IBM Research team is continuously working on broadening artificial intelligence (AI) relevance across varied disciplines. It has earlier invented “Deep Blue” that squared off against chess world champion Garry Kasparov in 1997. Following this in 2011, IBM Watson took on the top human champions on the game show, Jeopardy.
And now joining the long list of established IBM’s AI inventions is Project Debater. It has encroached into a new territory of human intelligence that is, mastering a language. The conversational AI system could soak in huge and assorted sets of information and viewpoints. It can then be helpful for human while building persuasive arguments and making well-informed decisions.

The Project Debater encroached into a new territory of human intelligence that is, mastering language.
Project Debater Debut Performance
Project Debater contested against Noa Ovadia, the 2016 Israeli national debate champion on the topic, “We should subsidize space exploration.” The second competition was held against Dan Zafrir, another Israeli debate expert. They argued for and against on the topic statement: “We should increase the use of telemedicine.”
The structure of both the debates was same. Project Debater took time to gather information on the given topic and then started a four-minute opening speech. It then listened and processed its opponent’s 4-minutes opening remarks. Finally, both the participants closed the debate by summarizing their point of views in two minutes. In between, Project Debater took few minutes to deliver its rebuttal remarks on the opponent’s arguments.
Following this, the attendees voted on their opinions before and after the debate. This was done so that IBM could assess on Project Debater’s performance against its human opponents.
“Debate is more nuanced than other competitions, but voting on debate performance by attendees to the event mirrored results found in the lab, which found that humans are often given a better speech while AI generally outperforms human ability to enrich the audience’s knowledge,” mentioned Project Debater manager Ranit Aharanov.
The Most Complex AI System
In Arvind Krishna’s (IBM Research, Director) own words, Project Debater was the most difficult and complex artificial intelligence innovation from IBM. For six years, IBM Research team at Haifa in Israel studied three competencies to be installed in AI systems. First one is, data-driven speech writing and delivery; secondly, listening comprehension that can recognize major claims buried within long continuous spoken dialogues; and lastly giving a framework to human queries in a unique knowledge graph to enable ethical discussion.
“For example, by helping to identify financial facts that either support or oppose a financial thesis or by presenting pro and con arguments related to public policies. Project Debater could be the ultimate fact-based sounding board without the bias that often comes from humans,” Krishna added in the blog post.
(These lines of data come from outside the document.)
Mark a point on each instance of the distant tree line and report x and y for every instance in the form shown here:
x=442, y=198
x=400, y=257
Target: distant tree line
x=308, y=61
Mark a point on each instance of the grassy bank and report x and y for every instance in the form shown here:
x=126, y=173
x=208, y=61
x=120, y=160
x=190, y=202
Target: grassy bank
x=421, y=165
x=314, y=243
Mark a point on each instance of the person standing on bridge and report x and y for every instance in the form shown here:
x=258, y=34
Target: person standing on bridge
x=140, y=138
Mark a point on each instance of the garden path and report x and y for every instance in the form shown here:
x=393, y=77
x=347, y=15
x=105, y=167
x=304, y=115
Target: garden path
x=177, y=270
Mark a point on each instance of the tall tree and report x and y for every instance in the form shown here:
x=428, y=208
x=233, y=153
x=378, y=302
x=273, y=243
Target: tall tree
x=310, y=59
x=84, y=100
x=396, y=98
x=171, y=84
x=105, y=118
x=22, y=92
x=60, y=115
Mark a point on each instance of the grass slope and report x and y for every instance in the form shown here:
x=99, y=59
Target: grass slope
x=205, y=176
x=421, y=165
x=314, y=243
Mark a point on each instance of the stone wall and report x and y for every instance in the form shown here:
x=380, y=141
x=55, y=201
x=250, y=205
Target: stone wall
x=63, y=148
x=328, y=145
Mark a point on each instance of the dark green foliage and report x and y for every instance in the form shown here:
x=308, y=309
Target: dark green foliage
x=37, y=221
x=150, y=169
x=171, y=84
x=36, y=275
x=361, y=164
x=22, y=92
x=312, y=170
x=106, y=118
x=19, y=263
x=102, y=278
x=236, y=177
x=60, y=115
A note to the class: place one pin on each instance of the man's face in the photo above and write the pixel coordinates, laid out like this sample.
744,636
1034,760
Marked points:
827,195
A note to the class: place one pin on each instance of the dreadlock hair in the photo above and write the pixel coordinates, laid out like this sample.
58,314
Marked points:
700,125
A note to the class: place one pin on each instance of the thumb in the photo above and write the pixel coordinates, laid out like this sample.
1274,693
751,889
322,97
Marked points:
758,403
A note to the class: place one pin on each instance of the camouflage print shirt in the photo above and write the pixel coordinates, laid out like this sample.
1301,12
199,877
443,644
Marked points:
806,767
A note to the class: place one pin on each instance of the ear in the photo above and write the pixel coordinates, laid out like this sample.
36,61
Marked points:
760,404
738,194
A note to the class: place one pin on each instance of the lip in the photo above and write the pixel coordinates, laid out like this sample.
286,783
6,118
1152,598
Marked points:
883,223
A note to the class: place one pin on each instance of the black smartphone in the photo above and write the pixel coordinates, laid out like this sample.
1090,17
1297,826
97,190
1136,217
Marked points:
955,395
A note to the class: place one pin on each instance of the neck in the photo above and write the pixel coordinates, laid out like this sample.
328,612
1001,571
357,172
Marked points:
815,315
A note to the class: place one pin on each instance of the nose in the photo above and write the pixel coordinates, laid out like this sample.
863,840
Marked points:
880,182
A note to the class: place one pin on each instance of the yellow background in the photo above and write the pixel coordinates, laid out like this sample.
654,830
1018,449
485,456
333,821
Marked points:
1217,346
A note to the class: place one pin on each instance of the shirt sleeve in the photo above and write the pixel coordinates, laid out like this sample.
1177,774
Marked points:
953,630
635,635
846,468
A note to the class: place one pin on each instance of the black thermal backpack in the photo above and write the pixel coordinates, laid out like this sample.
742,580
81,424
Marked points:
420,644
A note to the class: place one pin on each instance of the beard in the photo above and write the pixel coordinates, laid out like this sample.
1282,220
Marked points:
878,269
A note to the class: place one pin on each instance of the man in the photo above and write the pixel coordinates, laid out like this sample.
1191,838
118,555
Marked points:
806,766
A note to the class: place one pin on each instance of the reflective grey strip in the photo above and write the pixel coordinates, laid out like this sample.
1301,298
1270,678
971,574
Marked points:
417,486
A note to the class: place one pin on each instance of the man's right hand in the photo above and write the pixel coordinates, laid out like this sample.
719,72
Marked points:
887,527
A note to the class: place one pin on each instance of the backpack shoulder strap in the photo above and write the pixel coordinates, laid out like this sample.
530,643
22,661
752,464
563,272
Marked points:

However, IBM Research team knows that Project Debater still has a lot of scope of improvement. During the debate competition, it put some wild arguments and misquoted references at few stances.
“Project Debater must adapt to the human rationale and propose lines of argument that people can follow,” Krishna admitted. “In a debate, AI must learn to navigate our messy, unstructured human world as it is — not by using a pre-defined set of rules, as in a board game.”